Version Python versions Code style: black

This is a repository that utilizes an unofficial python API for Google Trends, pytrends, to systematically pull Google search intensity data about the topic of "child care" for use as a proxy for ECE demand data. Code here automates data pulls one might otherwise have to access through Google's Trends GUI.

Please see this important note on using this repository in or after 2025.

Concept

CCAoA's Research Team has been collecting Google Trends data on the topic of "child care" since 2021 with the idea that search interest for child care can function as a proxy for child care demand, a notoriously difficult idea to quantify.

Google Trends data, however, are not straightforward. It has numerous quirks, and researchers need to be careful when using Trends data in order to draw proper conclusions from it.
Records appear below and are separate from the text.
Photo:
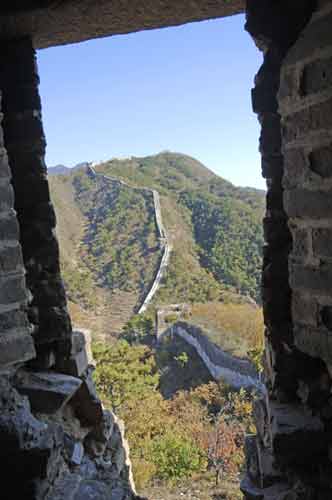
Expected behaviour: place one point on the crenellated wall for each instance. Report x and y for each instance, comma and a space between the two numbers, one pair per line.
57, 441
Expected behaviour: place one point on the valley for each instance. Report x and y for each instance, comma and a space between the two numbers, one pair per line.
163, 233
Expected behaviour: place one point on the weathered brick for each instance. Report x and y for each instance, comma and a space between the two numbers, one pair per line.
316, 36
30, 190
276, 231
15, 348
6, 197
316, 76
272, 166
305, 203
316, 117
9, 229
311, 278
322, 242
320, 161
18, 98
4, 166
289, 84
270, 139
276, 272
13, 320
325, 315
276, 302
314, 342
264, 99
294, 168
49, 293
22, 128
301, 241
25, 161
11, 259
304, 309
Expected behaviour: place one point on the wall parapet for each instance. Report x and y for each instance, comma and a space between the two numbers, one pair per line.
236, 372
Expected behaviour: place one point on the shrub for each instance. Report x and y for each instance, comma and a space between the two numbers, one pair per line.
176, 456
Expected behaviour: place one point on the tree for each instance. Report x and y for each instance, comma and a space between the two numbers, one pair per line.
222, 449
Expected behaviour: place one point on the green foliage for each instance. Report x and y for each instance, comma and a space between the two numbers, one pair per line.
137, 328
176, 456
124, 373
230, 236
171, 439
182, 359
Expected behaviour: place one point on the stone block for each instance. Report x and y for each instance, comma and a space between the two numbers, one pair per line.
276, 232
304, 309
270, 139
76, 365
316, 117
276, 302
306, 203
16, 347
301, 243
297, 435
316, 76
326, 317
47, 392
4, 165
295, 165
11, 259
54, 324
263, 98
314, 279
13, 290
49, 293
276, 272
21, 97
78, 341
15, 319
272, 166
252, 464
9, 229
314, 342
320, 161
90, 490
27, 162
22, 128
289, 84
316, 36
30, 190
262, 418
96, 441
6, 197
322, 242
87, 405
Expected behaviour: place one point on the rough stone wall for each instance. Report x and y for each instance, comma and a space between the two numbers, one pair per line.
57, 441
16, 343
25, 143
221, 365
290, 457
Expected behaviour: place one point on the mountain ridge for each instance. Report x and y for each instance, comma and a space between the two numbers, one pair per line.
202, 213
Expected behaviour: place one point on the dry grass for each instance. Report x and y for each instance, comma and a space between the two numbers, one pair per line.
237, 328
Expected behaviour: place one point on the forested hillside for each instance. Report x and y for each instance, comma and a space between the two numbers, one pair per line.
111, 253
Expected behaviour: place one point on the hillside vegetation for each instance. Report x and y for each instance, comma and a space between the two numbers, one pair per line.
110, 247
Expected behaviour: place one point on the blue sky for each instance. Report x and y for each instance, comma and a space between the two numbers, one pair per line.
184, 89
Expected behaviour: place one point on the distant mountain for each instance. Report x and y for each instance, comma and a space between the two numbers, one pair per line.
63, 170
110, 247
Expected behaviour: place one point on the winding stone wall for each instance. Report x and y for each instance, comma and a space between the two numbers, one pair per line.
236, 372
57, 441
16, 344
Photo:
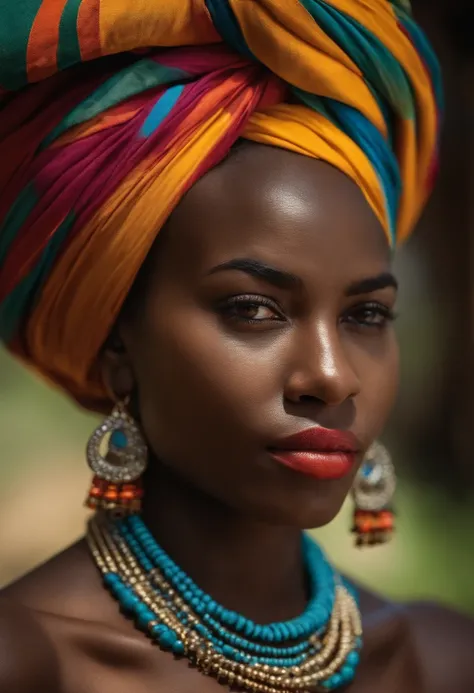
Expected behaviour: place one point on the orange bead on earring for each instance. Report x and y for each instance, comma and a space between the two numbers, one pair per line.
372, 491
117, 482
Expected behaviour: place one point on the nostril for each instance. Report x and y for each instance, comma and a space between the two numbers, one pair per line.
309, 399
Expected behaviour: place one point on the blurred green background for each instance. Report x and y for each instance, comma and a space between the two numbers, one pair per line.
44, 477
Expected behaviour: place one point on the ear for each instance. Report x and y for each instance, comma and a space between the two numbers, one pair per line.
117, 372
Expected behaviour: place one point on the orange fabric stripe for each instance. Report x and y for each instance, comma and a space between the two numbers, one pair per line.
320, 67
88, 29
41, 55
165, 23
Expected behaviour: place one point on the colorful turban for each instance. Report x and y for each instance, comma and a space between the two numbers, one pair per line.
111, 109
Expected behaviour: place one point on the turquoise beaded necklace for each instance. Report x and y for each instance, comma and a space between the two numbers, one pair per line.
318, 650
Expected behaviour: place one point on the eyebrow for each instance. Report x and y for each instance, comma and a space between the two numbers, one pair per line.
286, 280
260, 270
371, 284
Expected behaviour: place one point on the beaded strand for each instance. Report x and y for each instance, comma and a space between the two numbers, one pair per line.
294, 656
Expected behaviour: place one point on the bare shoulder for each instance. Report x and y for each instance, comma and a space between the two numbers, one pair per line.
27, 658
445, 642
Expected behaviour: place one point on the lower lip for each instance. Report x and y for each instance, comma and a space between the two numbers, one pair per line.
320, 465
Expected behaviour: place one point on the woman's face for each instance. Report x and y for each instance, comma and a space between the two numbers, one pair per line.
267, 312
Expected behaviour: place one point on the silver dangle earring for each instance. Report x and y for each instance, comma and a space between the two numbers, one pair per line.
118, 455
372, 492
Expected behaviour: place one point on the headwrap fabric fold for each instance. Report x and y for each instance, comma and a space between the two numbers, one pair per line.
95, 157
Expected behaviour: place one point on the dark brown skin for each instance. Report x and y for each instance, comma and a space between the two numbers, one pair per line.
215, 383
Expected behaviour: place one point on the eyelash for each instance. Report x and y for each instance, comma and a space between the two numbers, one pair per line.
384, 313
250, 301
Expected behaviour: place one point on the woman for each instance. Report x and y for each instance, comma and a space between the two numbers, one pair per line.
247, 349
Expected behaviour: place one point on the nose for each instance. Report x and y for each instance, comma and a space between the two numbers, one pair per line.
321, 369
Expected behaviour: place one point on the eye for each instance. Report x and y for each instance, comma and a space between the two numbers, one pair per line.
251, 309
372, 314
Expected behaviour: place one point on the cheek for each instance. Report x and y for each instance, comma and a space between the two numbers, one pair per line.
199, 384
379, 390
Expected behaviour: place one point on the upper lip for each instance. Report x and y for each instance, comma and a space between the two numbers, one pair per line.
319, 439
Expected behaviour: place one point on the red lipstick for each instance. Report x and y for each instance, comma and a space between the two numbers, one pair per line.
319, 452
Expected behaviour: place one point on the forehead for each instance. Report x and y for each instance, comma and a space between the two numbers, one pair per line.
280, 207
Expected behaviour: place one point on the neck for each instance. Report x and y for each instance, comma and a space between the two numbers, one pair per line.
250, 567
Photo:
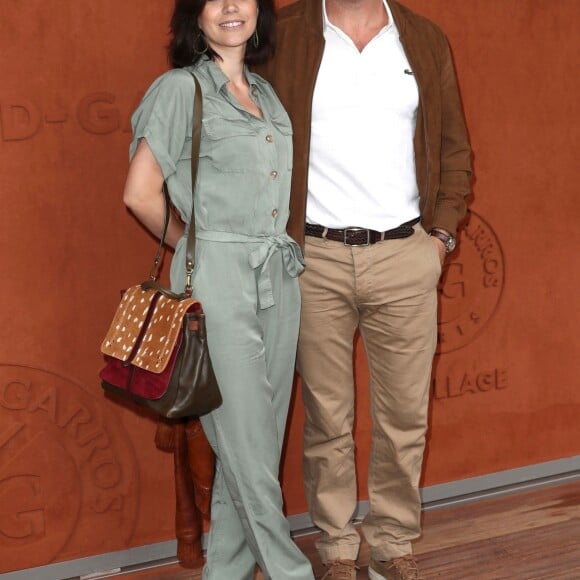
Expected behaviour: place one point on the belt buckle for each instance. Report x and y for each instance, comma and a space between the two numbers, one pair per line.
345, 233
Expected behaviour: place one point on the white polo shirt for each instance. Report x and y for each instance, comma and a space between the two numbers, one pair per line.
364, 110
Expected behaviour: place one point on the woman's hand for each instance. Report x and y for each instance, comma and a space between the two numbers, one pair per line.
143, 195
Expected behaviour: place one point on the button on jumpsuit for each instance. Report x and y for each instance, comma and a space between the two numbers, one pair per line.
246, 269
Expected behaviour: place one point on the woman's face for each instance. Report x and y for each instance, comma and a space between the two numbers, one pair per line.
228, 24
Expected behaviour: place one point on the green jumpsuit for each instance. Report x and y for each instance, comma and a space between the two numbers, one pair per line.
246, 278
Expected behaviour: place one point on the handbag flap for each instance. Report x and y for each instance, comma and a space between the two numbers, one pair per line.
145, 328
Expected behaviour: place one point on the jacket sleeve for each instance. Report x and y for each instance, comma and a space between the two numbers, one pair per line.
455, 179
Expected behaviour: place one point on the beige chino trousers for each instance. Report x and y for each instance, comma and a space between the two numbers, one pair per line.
389, 292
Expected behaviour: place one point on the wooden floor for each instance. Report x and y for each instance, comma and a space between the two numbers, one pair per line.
532, 535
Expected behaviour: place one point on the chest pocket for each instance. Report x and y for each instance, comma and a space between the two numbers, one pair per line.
283, 128
232, 146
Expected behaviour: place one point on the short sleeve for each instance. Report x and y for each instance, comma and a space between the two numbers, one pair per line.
163, 118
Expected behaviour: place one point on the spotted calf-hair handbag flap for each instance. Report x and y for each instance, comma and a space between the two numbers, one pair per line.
145, 328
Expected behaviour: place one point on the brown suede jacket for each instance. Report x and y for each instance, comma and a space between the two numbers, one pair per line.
442, 151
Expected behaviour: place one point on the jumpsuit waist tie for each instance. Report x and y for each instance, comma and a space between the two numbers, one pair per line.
259, 258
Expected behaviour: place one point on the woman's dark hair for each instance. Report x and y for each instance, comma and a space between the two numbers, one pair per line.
188, 43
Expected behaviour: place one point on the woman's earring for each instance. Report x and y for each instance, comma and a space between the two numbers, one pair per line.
196, 48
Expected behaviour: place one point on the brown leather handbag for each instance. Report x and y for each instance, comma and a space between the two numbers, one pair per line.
156, 348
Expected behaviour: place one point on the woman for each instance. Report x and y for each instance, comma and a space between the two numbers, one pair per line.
246, 264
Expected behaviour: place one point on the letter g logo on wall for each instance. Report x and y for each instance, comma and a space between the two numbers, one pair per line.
68, 474
471, 286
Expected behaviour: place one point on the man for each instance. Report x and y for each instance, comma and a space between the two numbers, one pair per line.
381, 172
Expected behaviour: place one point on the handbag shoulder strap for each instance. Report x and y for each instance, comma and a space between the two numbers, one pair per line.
195, 145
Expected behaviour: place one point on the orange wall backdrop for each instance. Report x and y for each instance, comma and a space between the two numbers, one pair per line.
79, 474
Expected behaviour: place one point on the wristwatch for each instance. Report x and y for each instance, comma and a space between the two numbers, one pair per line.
447, 239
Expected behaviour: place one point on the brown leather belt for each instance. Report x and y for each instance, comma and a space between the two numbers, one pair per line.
360, 236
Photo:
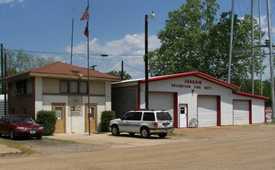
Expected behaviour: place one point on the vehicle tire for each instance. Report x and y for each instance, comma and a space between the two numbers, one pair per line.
115, 130
162, 135
132, 134
12, 135
145, 133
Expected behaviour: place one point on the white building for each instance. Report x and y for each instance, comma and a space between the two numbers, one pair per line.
63, 88
193, 99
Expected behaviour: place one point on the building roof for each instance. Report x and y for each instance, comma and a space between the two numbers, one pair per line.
251, 95
62, 69
185, 74
198, 74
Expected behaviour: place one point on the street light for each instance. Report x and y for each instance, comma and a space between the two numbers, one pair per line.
147, 17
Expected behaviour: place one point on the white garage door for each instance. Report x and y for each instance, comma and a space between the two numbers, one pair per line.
161, 101
240, 112
207, 111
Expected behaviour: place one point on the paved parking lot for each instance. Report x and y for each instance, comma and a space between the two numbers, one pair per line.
226, 148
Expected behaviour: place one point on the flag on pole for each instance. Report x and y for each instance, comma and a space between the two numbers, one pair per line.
85, 15
86, 31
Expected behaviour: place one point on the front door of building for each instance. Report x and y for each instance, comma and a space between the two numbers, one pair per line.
183, 112
93, 116
60, 124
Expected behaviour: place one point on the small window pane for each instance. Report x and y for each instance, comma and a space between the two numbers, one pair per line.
133, 116
73, 86
149, 116
164, 116
63, 86
83, 87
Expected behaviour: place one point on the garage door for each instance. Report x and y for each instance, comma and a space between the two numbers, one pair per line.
240, 112
162, 101
207, 111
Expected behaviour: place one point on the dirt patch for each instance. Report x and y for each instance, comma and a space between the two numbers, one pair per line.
11, 148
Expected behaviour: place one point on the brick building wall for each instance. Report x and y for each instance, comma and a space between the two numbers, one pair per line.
21, 104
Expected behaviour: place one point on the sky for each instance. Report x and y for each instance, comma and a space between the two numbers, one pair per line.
42, 27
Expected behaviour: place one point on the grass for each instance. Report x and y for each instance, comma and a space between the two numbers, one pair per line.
13, 144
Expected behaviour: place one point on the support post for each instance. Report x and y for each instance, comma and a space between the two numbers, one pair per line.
231, 42
72, 42
252, 48
270, 56
5, 83
146, 64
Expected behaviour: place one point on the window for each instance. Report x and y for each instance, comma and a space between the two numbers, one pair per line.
63, 86
29, 87
149, 116
23, 87
163, 116
73, 87
133, 116
83, 87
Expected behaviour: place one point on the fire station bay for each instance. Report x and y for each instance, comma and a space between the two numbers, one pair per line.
194, 99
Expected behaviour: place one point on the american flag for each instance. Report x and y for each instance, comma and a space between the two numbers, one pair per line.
85, 15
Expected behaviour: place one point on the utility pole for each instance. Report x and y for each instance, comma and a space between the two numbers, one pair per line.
146, 64
72, 41
261, 51
122, 71
270, 56
231, 42
5, 84
252, 47
2, 68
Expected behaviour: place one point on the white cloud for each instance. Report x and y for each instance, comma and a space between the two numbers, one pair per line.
129, 45
129, 48
10, 1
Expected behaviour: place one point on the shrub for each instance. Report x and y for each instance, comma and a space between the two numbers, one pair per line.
106, 117
47, 119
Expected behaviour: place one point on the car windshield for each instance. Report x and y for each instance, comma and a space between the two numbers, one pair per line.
20, 119
163, 116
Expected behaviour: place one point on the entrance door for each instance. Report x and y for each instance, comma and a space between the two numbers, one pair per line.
60, 124
93, 117
76, 119
183, 113
207, 111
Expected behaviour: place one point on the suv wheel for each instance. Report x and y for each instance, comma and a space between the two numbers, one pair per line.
115, 130
162, 135
132, 134
145, 133
12, 135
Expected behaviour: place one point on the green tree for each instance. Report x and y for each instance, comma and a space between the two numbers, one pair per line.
195, 38
126, 76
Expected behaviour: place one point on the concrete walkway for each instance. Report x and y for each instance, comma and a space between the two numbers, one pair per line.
7, 150
123, 141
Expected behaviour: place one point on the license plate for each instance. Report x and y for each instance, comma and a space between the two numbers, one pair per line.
32, 132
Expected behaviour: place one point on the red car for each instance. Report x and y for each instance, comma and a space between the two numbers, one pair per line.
20, 126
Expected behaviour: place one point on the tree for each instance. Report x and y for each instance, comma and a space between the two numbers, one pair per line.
126, 76
195, 38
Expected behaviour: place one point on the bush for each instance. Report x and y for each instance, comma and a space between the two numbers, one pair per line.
47, 119
106, 117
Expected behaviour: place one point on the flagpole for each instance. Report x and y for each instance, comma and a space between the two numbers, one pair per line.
88, 69
72, 41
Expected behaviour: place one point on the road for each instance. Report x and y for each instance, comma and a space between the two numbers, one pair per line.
238, 148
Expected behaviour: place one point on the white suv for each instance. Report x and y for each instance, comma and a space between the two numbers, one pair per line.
144, 122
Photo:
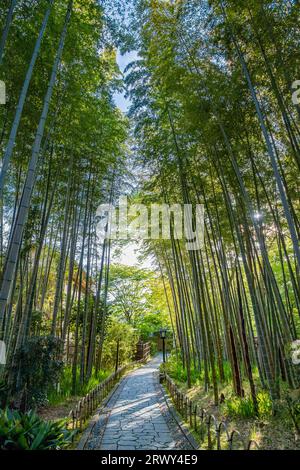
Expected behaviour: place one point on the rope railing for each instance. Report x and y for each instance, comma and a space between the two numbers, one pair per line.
88, 404
214, 432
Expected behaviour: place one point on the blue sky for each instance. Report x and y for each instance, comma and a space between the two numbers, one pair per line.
123, 60
129, 255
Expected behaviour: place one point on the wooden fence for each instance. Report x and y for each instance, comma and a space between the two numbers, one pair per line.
216, 434
143, 351
88, 404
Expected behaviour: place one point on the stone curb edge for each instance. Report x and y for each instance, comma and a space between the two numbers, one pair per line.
179, 420
95, 418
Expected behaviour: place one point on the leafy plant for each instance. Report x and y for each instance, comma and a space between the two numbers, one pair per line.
36, 368
27, 431
238, 407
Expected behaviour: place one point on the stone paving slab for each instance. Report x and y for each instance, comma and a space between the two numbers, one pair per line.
136, 417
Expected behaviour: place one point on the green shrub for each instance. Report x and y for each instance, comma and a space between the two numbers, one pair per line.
59, 394
27, 431
36, 368
238, 407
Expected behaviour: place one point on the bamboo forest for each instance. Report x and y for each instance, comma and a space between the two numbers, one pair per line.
149, 225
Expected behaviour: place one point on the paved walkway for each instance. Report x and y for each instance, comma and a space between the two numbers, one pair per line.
136, 417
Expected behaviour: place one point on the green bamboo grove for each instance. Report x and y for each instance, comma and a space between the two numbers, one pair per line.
62, 141
216, 125
214, 120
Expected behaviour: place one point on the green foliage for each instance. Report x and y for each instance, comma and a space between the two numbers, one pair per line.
237, 407
36, 368
175, 369
26, 431
119, 335
63, 390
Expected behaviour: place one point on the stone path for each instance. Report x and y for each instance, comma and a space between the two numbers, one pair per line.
137, 417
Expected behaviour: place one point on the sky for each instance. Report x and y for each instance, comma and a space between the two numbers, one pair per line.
129, 255
123, 60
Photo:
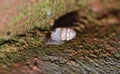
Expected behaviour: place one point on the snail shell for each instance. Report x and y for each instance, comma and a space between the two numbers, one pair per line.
62, 34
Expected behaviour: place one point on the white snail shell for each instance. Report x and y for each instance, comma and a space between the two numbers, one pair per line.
62, 34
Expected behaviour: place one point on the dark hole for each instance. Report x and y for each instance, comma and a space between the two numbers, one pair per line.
67, 20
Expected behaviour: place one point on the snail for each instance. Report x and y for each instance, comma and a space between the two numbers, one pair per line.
61, 34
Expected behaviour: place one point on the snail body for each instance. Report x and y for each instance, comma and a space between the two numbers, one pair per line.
61, 34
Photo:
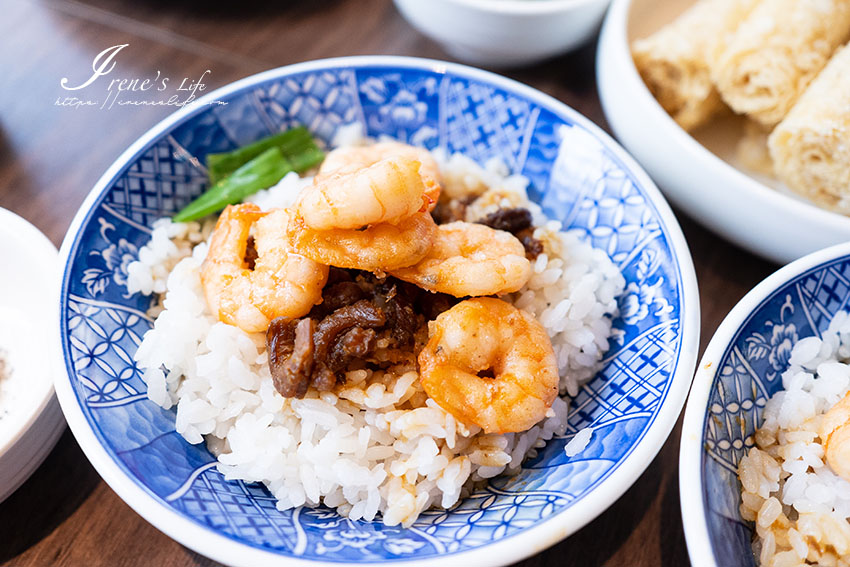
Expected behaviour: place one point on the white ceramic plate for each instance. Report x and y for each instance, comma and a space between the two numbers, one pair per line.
701, 175
30, 419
Importantly, Google Trends data is a sample from the "true" search interest, and the daily fluctuations in the reported values are a form of sampling variability. Therefore, this repository helps a user capture Google's daily samples of its own "true" search interest data, store it on SharePoint, and calculate summary statistics from all the previously collected data. The more samples the user captures, the closer the user comes to understanding the "true" search interest on Google for "child care" from which they can draw inferences about ECE demand patterns.

This code allows the user to define different historical time periods for which they'd like to study ECE demand, the desired geography of said demand (e.g., the United States, a US state, a Designated Media Area or "media market"), and the spatial variation across a geographic subunit of the broader geography (e.g., a US state, a media market, a major city).

Usage

.storage_path

This is a required file that you should create within the cloned repository that tells the program where to download your raw data files. Based on this location, a sibling directory will be specified to store summary statistics of all your data.

Top_Level_Directory/
│
├── Custom_Raw_Data_Dir/      # Place this path in the `.storage_path` file
├── summary_data/             # Contains summary data files; generated automatically

This file allows for easy and custom pulls of Google Trends data for different times and places.

Key functions:

  • connect_to_gtrends - Establishes a connection to Google Trends in a particular language (English default). Importantly defines the backoff_factor which helps circumvent Google blockades (i.e., 429 errors) to datasets.
  • payload_builder - The payload is the base parameter set that tells Google the broad picture of what you're trying to research: the 'What, Where, & When' of GTrends data pulls. I.e., what you would manually input into Google's Trends GUI Reconstruct a payload every time you want to change one of these base parameters.
  • extract_data_try - Extract any Google Trends data you want: any time, any place. Returns a pandas DataFrame.
    • Note: You MUST provide a payload into this function.

This file allows for easy storage of already pulled Google Trends data.

Key functions:

  • store_data - Store trends data in a particular location with specific location and time naming parameters. Ensure the output file name includes metadata on the time period of the data, date of data pull, and the dataset's name. Data can be stored as .xlsx or .csv (default).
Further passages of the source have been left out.